La extorsión gana 90.000 veces: el negocio que méxico no logra cerrar

Mientras la Secretaría de Seguridad presumía haber interceptado 90.000 intentos de extorsión en seis meses, los grupos del crimen apenas cambiaron de esquina. Detener a 721 personas no alteró la lógica: el cobro de piso sigue siendo el impuesto paralelo que pagan agricultores, mineros y transportistas en las zonas donde el Estado llega tarde o no llega.

El gobierno instala inhibidores de señal en penales, confisca teléfonos y promueve el 089 como válvula de escape. Lo que no publica es que la mayoría de las denuncias termina en el cajón de los casos sin sentencia: fiscalías estatales que ni siquiera contabilizan el delito por separado, juzgados que colapsan y empresarios que prefieren pagar mil pesos de “cuota” antes que exponerse a un levantón.
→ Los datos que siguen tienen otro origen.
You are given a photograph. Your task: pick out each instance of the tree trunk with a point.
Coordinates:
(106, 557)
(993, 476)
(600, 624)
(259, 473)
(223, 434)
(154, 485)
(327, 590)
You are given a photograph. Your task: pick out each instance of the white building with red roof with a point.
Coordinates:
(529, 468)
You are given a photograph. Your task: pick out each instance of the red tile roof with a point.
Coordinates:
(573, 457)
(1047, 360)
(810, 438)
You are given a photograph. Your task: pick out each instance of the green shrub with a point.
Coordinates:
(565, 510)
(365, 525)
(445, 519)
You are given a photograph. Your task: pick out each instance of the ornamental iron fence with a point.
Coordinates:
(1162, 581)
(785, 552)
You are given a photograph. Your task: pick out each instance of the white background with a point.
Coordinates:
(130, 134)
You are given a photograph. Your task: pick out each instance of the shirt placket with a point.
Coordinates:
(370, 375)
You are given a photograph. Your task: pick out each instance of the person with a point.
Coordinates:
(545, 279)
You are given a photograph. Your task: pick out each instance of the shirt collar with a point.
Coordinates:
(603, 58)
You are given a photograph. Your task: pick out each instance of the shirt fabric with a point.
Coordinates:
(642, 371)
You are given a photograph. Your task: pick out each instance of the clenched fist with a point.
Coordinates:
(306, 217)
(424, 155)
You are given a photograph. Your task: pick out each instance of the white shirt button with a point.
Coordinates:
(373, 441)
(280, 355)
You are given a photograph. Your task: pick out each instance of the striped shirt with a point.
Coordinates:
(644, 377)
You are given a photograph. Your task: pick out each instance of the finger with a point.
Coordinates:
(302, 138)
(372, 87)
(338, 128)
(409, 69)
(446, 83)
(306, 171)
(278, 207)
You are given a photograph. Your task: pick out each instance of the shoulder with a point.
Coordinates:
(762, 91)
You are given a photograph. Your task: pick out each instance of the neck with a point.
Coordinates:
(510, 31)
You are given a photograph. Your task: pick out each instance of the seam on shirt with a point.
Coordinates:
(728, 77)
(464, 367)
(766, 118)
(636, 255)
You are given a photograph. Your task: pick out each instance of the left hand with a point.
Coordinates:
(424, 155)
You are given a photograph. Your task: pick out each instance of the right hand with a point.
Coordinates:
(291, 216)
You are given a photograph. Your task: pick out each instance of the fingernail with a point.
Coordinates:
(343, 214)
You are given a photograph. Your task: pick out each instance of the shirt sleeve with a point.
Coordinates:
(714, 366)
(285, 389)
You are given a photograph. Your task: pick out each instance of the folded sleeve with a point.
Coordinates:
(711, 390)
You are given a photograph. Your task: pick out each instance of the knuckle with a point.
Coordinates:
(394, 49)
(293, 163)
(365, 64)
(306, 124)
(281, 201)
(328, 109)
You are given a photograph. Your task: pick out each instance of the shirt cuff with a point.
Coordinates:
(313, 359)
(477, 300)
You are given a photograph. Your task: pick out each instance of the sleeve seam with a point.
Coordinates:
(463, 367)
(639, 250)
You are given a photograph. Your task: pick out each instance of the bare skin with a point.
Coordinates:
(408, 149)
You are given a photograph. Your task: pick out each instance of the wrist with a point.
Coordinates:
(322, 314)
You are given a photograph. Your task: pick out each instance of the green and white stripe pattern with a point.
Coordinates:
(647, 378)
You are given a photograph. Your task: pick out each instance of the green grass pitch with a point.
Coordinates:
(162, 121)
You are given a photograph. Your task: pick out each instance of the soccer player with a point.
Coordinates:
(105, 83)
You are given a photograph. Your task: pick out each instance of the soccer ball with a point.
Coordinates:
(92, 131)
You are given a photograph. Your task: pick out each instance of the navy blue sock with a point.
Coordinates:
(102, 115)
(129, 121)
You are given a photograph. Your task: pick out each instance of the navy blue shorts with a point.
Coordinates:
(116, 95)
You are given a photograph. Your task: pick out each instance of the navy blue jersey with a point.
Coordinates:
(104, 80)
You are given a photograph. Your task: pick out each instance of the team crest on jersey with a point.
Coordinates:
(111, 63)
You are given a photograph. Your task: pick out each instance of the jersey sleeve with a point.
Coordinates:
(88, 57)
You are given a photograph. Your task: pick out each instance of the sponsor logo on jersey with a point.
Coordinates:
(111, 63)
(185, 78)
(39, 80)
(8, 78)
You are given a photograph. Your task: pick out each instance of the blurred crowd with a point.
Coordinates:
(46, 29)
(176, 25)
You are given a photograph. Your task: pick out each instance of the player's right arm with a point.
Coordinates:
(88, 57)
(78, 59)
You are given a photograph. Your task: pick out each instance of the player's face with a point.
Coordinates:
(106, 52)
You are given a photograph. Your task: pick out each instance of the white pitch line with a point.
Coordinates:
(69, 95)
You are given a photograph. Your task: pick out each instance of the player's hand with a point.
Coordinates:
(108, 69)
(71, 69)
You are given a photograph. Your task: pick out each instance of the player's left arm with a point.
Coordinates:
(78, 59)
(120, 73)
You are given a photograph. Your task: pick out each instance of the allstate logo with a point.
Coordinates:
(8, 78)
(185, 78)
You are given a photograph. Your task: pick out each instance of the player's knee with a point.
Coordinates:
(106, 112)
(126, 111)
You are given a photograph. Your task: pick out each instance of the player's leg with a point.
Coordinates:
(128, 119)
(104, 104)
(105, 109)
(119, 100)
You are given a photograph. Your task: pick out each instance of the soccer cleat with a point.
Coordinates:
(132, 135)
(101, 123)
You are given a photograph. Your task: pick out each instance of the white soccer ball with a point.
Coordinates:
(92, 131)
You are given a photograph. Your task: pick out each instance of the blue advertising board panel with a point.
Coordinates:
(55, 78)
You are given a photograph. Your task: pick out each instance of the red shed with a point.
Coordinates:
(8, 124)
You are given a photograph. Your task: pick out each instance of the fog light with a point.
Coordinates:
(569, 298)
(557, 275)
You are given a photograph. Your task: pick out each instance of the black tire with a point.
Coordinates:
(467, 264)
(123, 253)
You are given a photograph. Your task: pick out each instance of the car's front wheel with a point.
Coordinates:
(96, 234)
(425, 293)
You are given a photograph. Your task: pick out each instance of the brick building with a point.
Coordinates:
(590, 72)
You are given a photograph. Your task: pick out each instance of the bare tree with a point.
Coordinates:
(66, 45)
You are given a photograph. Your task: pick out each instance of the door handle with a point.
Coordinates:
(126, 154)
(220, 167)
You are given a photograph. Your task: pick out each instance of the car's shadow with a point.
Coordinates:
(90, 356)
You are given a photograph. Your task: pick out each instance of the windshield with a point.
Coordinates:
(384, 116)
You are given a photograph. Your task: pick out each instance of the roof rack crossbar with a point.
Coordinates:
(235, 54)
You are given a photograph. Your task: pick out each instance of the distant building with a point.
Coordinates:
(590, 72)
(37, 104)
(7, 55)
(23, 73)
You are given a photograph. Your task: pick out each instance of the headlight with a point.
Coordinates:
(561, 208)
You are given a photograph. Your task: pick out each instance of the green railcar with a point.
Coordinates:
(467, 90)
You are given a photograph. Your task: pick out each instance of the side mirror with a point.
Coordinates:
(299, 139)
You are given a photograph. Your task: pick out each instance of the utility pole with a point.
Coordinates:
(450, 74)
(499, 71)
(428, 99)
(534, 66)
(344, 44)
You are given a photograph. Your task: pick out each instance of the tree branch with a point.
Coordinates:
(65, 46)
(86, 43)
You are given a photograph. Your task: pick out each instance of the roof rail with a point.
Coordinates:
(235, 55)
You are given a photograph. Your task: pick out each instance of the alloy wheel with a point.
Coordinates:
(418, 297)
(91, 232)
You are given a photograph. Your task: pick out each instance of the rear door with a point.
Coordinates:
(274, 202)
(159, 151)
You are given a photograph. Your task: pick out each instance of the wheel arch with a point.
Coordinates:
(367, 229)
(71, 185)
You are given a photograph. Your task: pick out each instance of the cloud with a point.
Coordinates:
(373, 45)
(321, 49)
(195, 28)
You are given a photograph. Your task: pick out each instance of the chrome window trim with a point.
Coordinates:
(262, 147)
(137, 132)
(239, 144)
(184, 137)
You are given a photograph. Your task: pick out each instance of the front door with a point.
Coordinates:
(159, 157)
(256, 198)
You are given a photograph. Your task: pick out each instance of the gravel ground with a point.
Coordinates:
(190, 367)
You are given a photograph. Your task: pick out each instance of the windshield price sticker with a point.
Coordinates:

El negocio redondo: sin inversión y con clientela cautiva

Víctor Sánchez, investigador que lleva dos décadas rastreando la economía del miedo, lo resume sin anestesia: “La extorsión es el cajero automático del crimen organizado. No compras insumos, no importas cocaína, no arriesgas un solo peso en aduanas. Solo necesitas un celular y la certeza de que la víctima sabe que tú cumples tus amenazas”.

La minería aprendió la lección a golpes. Despeñaderos, Guerrero; Caborca, Sonora; Taxco, Guerrero: en cada punto de extracción hay al menos una historia de camionetas incendiadas o ingenieros desaparecidos que sirven de folleto informativo para el resto de la zona. El mensaje es claro: si no pagas, el mineral se queda debajo de la tierra y tú también.

El transporte de carga repite el guion. Un operador de una empresa de jugos en Veracruz cuenta que cada mes giran 120.000 pesos en “seguros” a dos células distintas. “Si no, los trailers no pasan el tramo 120-140 de la autopista 150D. Unidades enteras desaparecieron en 2022 y la aseguradora se lavó las manos: ‘caso de fuerza mayor derivado de la situación del país’”.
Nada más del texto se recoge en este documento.